3. Anthropological Research
My research has focussed on some central concepts in the analysis of Aboriginal social organisation clan, kinship system. There has been much debate over the validity of these concepts. Most analysts agree, however, in treating these systems as internally consistent. I differ from other analysts and propose that they are not internally consistent, but should be analysed as on-going and variable compromises between other more consistently maintained and sometimes conflicting patterns. Much of the debate has arisen from a failure to recognise this.
The most consistently maintained system in Aboriginal social organisation is not clans or kinship systems but rather constructions of the landscape. I have detailed the specific ways in which these constructions anchor discussions of land ownership (clans, tribes) and kinship (particularly marriage). My analyses are based on extensive site mapping work with Aboriginal people.
Research on the construction of the landscape is accorded great significance both by Aboriginal people and the research community. It is of particular concern, that information collected should be archived in an easily retrievable manner, subject to culturally appropriate monitoring. This is, to date, an essentially uninvestigated research area. I have produced a draft electronic gazetteer, which is a pioneer in this field. I aim to archive all of my landscape fieldwork research in electronic gazetteers. I also aim to engage with other researchers to develop appropriate archival standards for this new research domain.
Fields of Research
|200499||Linguistics Not Elsewhere Classified||75|
Centres and Groups
Committee/Associations (relevant to research).

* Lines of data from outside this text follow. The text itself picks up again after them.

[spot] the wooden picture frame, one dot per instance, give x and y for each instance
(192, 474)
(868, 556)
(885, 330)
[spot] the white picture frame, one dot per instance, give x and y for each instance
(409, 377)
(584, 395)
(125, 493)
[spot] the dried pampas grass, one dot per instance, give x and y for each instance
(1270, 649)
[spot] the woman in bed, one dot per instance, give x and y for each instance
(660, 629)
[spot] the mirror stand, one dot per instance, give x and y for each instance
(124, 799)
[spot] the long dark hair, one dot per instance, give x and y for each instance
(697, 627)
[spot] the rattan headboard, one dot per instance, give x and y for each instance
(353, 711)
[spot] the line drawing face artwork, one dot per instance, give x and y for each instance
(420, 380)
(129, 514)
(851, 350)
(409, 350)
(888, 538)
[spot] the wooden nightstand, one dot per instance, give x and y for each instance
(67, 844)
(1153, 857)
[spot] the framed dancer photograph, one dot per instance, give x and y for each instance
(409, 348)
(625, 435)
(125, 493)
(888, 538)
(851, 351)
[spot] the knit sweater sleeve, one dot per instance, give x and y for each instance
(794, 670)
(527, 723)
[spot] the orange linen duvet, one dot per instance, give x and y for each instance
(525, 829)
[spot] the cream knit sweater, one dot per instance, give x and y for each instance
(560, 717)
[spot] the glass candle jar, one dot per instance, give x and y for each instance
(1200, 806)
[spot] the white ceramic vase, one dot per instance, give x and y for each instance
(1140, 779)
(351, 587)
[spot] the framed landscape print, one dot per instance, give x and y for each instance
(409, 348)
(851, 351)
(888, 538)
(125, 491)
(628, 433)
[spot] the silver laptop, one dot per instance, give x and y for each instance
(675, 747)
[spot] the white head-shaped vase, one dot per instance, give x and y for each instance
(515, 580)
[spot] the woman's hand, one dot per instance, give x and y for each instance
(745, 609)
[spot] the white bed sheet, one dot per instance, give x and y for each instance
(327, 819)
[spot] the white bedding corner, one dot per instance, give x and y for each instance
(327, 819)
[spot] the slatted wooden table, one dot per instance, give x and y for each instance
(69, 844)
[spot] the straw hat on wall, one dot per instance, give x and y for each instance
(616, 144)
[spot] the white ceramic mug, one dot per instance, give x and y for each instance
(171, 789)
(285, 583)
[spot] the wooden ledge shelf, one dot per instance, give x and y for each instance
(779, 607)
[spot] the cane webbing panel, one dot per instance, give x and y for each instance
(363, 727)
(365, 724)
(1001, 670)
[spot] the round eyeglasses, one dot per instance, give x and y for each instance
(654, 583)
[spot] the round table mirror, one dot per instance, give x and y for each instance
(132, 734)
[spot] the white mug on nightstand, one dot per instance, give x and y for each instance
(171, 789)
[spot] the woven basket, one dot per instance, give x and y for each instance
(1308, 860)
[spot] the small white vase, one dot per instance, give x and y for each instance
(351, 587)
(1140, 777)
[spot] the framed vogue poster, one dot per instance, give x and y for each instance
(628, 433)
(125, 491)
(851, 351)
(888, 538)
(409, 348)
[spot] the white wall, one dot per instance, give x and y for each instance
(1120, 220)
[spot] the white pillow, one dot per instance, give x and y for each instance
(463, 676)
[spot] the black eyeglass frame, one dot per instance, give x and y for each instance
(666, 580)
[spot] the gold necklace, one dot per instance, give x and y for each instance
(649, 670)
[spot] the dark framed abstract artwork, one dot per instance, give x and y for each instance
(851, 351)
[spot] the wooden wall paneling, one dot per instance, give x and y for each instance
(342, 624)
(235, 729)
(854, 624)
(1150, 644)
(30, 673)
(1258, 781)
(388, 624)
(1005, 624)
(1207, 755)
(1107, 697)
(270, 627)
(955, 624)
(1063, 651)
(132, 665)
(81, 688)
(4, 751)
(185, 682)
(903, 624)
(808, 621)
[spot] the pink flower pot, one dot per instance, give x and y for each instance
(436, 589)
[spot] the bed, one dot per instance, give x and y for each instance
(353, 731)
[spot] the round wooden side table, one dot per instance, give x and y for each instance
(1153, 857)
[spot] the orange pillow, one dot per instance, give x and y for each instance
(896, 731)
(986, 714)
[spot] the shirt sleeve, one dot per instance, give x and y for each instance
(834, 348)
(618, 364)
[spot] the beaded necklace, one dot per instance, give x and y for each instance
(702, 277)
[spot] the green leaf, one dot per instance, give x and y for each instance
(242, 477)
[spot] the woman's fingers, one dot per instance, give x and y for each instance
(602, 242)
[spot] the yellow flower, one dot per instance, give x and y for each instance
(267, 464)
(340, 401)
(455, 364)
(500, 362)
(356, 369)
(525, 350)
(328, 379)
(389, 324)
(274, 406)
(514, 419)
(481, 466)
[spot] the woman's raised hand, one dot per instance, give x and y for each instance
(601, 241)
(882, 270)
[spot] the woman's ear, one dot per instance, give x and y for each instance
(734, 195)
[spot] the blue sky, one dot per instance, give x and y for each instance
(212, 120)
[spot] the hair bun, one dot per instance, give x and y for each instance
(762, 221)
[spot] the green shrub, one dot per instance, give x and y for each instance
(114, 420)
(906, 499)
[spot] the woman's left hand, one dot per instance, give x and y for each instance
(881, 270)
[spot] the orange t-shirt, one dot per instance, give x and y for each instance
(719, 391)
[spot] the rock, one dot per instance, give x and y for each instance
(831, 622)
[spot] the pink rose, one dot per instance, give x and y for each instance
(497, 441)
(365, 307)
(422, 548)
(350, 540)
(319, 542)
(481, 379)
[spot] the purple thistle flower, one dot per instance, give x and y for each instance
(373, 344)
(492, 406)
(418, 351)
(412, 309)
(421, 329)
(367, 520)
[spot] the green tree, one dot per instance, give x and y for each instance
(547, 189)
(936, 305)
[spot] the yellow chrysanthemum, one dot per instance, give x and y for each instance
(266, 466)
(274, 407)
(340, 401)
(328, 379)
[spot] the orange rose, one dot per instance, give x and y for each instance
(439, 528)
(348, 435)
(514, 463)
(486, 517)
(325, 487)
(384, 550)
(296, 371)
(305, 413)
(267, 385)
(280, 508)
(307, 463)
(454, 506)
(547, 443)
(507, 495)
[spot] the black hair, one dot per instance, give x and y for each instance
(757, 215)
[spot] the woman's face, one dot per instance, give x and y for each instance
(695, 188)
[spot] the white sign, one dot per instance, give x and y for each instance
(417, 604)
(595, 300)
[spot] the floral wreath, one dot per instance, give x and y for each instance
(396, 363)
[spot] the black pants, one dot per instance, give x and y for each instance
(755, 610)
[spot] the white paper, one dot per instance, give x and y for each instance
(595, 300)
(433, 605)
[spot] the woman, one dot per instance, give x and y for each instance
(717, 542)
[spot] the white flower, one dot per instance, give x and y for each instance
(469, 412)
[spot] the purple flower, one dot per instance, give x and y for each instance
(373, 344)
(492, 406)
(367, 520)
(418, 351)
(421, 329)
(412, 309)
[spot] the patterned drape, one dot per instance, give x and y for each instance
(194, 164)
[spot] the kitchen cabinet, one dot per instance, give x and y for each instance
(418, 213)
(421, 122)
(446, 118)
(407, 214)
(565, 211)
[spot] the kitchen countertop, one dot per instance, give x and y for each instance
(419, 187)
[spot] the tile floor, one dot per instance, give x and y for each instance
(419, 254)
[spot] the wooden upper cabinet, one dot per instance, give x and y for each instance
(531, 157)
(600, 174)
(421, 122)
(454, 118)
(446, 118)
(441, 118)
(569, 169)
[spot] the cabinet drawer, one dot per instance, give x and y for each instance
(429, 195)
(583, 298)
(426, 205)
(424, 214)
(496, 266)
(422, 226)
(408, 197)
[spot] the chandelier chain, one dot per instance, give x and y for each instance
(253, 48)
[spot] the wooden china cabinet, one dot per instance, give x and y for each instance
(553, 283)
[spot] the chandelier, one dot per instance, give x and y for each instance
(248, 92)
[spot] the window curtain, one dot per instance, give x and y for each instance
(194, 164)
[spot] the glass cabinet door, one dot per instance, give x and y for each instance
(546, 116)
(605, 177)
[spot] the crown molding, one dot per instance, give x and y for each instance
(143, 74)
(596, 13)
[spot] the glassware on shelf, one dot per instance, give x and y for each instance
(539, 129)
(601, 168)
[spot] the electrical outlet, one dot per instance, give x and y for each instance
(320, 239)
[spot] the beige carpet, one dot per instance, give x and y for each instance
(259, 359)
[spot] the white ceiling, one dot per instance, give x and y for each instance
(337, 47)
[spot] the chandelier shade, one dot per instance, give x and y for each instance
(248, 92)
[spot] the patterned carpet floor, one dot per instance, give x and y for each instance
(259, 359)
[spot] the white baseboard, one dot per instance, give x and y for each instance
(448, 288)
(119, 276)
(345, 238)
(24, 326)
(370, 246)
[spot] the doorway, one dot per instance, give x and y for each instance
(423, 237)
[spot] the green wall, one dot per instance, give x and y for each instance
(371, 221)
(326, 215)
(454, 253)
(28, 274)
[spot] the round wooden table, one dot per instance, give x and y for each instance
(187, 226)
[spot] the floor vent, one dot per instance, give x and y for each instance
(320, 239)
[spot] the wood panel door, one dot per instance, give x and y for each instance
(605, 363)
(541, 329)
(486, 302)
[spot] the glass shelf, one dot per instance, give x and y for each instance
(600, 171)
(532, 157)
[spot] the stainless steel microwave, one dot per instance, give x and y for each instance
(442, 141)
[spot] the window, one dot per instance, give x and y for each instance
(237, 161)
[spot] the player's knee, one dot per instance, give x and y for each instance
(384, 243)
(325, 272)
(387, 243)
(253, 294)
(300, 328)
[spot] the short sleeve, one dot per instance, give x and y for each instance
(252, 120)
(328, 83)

- Member - Australian Linguistic Society
Linguistics is one of the larger disciplines in the Faculty of Arts & Education. I have been the discipline convenor since Jan 2006. I have expertise in the following.
1. Program Delivery
I have co-ordinated our program offerings. This is a complex exercise. In addition to providing a linguistics program, we must satisfy service teaching requirements for Speech Pathology at the Callaghan campus, and Education at Callaghan, Ourimbah and Port Macquarie campuses.
2. Casual staff management.
Delivery of the discipline program involves extensive employment of casual staff, particularly in the large 1st year offerings.
3. Workload statistics
The discipline convenor's job involves oversight of the discipline teaching workload statistics.
- Curriculum development
- On-line assessment
1. Curriculum Development.
There have been significant changes to the make-up of the student clientele since I joined the discipline in 1994. We have acquired extensive service teaching responsibilities for both Education and Speech Pathology. In order to accommodate our changing clientele, we have undertaken three major curriculum reviews.I played an extensive role in all three reviews.
2. On-line assessment.
There are a number of large classes in the linguistics discipline (up to 500 students). We now undertake nearly all assessment on-line for larger classes. I instigated and directed the adoption of on-line assessment in these classes. This involved considerable collaborative interaction with the specialists in overall charge of on-line education.